Information on the European Takeover Directive
The following information is provided in accordance with article 10 of the European Takeover Directive.
- An overview of the Company’s capital structure is included on this page.
- Vedior’s preference B shares could only be transferred with the approval of the Supervisory Board. The preference B shares have been redeemed effective July 2007 and cancelled.
- Substantial shareholdings are included on this page.
- There are no special control rights attached to the Company’s shares.
- Equity plans for Group employees have been submitted to shareholders for discussion and/or approval. Further information regarding the operation and management of the Company’s restricted share plan and framework plan can be found on this page.
- There are no limitations to voting rights on the Company’s shares.
- The Company is unaware of any contracts which might result in a limitation of the possibility to transfer its Vedior shares, with the exception of shares owned by the Board of Management and the Supervisory Board, which can currently only be tendered in the intended Randstad share offer.
- The appointment and dismissal of members of the Supervisory Board and the Board of Management is described in the Company’s articles of association, which can be found on the corporate website.
- The Annual General Meeting of shareholders can approve a proposal to authorise the Board of Management to issue shares, restrict or include the pre-emptive rights and to purchase the Company’s own shares. Such authorisations are sought from shareholders annually. Further information can be found in the Company’s articles of association and the minutes of the Annual General Meetings of the Company, which are placed on the corporate website.

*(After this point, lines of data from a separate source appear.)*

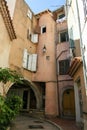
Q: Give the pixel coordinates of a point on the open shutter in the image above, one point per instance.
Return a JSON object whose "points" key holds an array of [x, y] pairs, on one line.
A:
{"points": [[34, 62], [25, 58], [29, 61]]}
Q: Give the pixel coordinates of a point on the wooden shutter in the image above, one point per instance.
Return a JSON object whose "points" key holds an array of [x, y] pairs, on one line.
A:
{"points": [[25, 58], [34, 62], [34, 38], [29, 61]]}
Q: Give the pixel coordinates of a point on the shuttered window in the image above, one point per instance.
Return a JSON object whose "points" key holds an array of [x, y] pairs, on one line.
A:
{"points": [[34, 62], [63, 67], [29, 61], [25, 58], [34, 38], [85, 7]]}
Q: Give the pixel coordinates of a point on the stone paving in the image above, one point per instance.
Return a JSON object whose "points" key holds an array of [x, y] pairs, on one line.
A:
{"points": [[29, 123], [66, 124]]}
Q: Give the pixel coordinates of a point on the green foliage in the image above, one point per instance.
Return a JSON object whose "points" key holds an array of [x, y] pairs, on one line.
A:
{"points": [[7, 74], [9, 108]]}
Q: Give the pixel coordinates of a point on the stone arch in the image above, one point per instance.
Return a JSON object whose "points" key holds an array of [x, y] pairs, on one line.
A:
{"points": [[67, 102], [33, 87]]}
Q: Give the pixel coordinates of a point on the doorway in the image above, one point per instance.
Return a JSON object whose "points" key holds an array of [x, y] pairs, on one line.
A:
{"points": [[68, 103]]}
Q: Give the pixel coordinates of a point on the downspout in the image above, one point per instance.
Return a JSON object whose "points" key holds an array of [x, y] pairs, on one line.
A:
{"points": [[81, 45]]}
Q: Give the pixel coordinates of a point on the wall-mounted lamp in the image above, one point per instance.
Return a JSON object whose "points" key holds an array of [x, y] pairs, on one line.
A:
{"points": [[44, 49]]}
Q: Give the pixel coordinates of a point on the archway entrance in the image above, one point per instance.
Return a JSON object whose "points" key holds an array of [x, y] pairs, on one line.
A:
{"points": [[68, 103], [28, 93]]}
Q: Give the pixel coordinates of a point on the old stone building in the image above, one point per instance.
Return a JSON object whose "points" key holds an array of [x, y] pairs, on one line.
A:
{"points": [[41, 53]]}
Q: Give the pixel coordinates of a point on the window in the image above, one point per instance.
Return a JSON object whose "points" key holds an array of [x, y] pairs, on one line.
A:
{"points": [[28, 34], [63, 67], [29, 14], [61, 16], [64, 37], [29, 61], [43, 29], [85, 7], [72, 45]]}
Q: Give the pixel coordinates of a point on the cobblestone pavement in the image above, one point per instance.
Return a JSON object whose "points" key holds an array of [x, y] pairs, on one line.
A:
{"points": [[66, 124], [29, 123]]}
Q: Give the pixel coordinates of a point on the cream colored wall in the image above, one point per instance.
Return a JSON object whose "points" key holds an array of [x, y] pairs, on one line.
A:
{"points": [[11, 6], [46, 68], [72, 19], [21, 24], [5, 44]]}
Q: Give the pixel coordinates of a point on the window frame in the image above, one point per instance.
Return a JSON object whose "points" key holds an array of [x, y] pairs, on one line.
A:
{"points": [[63, 66], [60, 38], [42, 29]]}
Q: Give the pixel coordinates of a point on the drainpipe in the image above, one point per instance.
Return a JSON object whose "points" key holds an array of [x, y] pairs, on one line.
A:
{"points": [[81, 45]]}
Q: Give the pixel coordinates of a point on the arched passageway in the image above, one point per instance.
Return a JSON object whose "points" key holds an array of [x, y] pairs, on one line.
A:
{"points": [[29, 93], [68, 103]]}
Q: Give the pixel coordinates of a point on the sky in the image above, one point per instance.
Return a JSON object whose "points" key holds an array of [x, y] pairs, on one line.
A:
{"points": [[41, 5]]}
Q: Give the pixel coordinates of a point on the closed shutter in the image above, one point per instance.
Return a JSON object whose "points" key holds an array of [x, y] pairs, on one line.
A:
{"points": [[25, 58], [34, 62], [34, 38], [29, 61]]}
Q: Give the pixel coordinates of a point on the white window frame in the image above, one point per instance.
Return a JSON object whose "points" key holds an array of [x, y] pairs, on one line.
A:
{"points": [[42, 27], [29, 14]]}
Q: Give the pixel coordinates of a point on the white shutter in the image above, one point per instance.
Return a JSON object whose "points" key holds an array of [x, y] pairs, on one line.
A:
{"points": [[25, 58], [34, 62], [29, 14], [29, 61], [34, 38]]}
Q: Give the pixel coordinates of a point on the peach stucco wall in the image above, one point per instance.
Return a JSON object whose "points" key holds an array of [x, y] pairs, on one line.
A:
{"points": [[4, 44]]}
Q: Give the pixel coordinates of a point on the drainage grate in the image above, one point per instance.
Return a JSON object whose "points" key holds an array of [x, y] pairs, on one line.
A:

- Change of control provisions are included in the Company’s credit facility and contracts relating to the US Private Debt Placement. Further information relating to change of control provisions in stock option and restricted share contracts for members of the Board of Management can be found in the Remuneration report.
- Further information with regard to severance payments for members of the Board of Management can be found in the Remuneration report 2007 which is included in this annual report on this page.
Appointment and composition of the Board of Management
Corporate website
The full text of the above mentioned regulations, articles of association, schedules, profile, charter, policy and procedures are available at the Company’s offices and are posted on the corporate website at www.vedior.com.